Programming Language Theory and Design

Compilers

A compiler transforms one language into another (eg High-Level Language -> Machine Code)

A lexer tokenizes a file

A parser takes the tokens and creates an abstract syntax tree

Self-hosting

A self-hosted compiler is one where the language is used for its own compiler. In order to accomplish this, the initial compiler is bootstrapped from either another language or assembled

Compiler-compilers

A compiler-compiler takes a grammar file and creates a source files for an implementation to use

See lex, yacc, bison

Just-in-time compilation

JIT compilation is when the interpreter takes the loaded program and compiles it to native code for the architecture the program is running on.

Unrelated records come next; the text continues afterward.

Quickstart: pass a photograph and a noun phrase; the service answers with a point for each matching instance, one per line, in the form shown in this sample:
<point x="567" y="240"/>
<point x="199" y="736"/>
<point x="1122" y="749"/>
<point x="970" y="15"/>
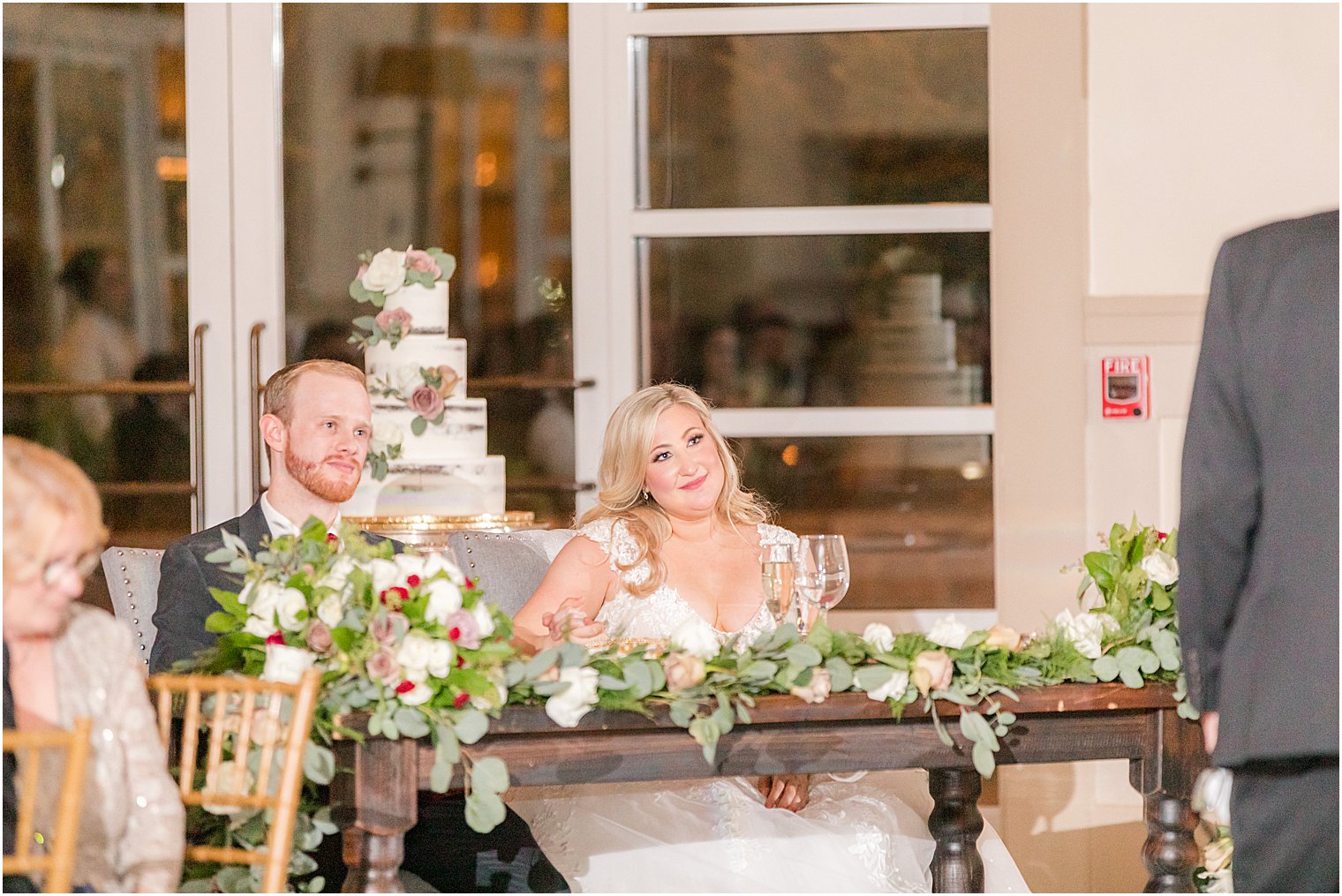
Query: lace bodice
<point x="660" y="612"/>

Sophisticated JITs use profiling hooks in generated code to see which regions are performance critical, recompiling with more advanced optimizations as needed (eg HotSpot JVM)

Single-pass compilers

You can create a simple compiler that parses the source, analyzes the code, and generates native language code in a single pass. There’s no IR, and code isn’t revisited. Early C and Pascal compilers did this since memory was at a premium, which is why type and function declarations have to be defined before usage.

Assembler

An assembler translates a program into machine code. There is no fancy changing of code like you would get with a compiler - this is an easier way to read machine code.

Lexers

AKA Scanners

Convert strings of characters into groups of tokens

After lexical analysis, something like

foo = 2 + 2

Would become something like

[:identifier, +'=', :number, :'+', :number]

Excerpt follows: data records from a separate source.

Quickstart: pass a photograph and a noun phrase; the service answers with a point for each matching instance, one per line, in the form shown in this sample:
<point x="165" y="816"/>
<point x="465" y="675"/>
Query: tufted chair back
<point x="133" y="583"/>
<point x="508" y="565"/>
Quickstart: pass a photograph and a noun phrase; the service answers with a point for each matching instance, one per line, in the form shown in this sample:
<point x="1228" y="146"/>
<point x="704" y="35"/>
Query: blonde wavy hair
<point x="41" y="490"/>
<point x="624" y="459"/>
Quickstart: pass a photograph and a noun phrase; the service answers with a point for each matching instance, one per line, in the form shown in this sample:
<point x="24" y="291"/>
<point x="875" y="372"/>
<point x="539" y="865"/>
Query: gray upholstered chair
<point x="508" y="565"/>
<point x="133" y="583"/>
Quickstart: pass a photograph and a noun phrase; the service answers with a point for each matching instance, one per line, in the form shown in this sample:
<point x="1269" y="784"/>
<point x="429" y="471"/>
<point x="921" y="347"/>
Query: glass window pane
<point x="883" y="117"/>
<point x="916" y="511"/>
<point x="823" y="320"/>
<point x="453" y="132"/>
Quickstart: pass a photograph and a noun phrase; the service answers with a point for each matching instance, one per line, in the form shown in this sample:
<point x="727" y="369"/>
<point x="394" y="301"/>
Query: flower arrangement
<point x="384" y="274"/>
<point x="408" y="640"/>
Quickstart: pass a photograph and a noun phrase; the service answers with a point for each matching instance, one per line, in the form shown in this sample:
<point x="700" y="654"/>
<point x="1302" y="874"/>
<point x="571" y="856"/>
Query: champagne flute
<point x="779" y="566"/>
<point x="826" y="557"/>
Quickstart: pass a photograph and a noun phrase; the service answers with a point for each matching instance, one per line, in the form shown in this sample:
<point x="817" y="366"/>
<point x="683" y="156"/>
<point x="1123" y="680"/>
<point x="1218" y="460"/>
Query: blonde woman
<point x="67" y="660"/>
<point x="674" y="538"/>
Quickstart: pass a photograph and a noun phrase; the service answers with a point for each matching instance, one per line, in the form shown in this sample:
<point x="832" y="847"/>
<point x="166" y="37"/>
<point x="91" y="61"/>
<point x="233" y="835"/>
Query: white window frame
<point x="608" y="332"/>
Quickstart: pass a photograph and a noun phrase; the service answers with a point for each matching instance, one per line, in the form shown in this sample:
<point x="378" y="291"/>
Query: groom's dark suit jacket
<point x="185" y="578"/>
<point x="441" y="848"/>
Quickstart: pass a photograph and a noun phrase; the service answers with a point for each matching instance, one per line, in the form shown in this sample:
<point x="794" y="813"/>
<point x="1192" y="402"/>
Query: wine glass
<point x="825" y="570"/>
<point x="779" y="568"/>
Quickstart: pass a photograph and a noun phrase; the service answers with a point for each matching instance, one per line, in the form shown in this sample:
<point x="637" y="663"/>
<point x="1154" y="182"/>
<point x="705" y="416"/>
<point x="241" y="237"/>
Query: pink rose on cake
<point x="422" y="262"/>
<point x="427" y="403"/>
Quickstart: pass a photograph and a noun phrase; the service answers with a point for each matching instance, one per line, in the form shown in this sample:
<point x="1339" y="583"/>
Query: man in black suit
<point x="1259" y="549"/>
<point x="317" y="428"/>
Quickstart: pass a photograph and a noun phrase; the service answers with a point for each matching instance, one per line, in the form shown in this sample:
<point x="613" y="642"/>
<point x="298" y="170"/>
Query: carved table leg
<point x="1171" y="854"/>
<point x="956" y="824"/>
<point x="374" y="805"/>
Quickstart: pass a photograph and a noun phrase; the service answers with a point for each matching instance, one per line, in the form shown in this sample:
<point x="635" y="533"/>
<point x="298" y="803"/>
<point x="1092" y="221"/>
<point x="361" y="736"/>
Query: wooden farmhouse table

A lexer will use multiple pointers in the file to know

the line number
the starting location of a lexeme
where in the lexeme it is as it is scanning

Not all tokens can be determined by the first character (take for example != - if you’re too agressive, instead of ‘not equal’ you could get ‘not’ and ‘assign’ - different semantics!)

Lexemes

A sequence of characters that matches a token pattern

Tokens

A token is a data structure that conveys the meaning of a lexeme

Expressions

An expression, in contrast to statements, will return a value. 2 + 2 is an example of an expression.

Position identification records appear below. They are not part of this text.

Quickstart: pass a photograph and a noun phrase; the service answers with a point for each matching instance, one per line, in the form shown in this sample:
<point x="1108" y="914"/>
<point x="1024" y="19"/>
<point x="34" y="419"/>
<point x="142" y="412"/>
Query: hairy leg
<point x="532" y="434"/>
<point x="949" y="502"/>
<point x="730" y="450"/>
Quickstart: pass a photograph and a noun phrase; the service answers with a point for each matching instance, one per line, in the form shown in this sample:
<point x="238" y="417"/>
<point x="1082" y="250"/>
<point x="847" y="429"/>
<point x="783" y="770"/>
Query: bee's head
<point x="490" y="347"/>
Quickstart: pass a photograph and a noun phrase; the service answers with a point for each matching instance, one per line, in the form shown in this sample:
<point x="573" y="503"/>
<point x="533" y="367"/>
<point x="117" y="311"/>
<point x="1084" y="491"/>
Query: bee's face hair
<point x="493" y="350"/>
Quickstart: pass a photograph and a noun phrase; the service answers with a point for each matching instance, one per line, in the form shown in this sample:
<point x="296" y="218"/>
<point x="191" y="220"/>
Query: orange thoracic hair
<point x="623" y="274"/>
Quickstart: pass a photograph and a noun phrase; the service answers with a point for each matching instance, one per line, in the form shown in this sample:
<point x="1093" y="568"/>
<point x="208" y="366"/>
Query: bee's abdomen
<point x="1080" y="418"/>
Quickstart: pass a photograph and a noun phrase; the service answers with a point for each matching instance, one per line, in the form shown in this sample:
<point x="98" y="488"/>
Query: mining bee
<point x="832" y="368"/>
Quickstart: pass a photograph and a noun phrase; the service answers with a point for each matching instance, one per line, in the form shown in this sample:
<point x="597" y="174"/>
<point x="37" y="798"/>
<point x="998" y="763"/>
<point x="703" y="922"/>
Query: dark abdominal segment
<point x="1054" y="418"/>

In languages like Ruby/Lisp/etc where “everything is an expression”, you have to decide what a control flow (if, while) evaluates as, a variable declation evaluates to, a block. In exchange for making a few critical choices up front, you cut out redundancy and get implicit returns (ie last expression is the return value) cheaply.

Statements

A statement, in contrast to an expressions, does not produce a value. This is often something like a conditional.

Static analysis

Binding/resolution is where an identifier (eg a variable name) is defined and the scope is determined.

In statically-typed languages, this is where the type is checked.

The information from an identified node can be stored as an attribute within the AST tree node. It can also be put in a symbol table (a key-value lookup). The tree can also be transformed into an Intermediate Representation.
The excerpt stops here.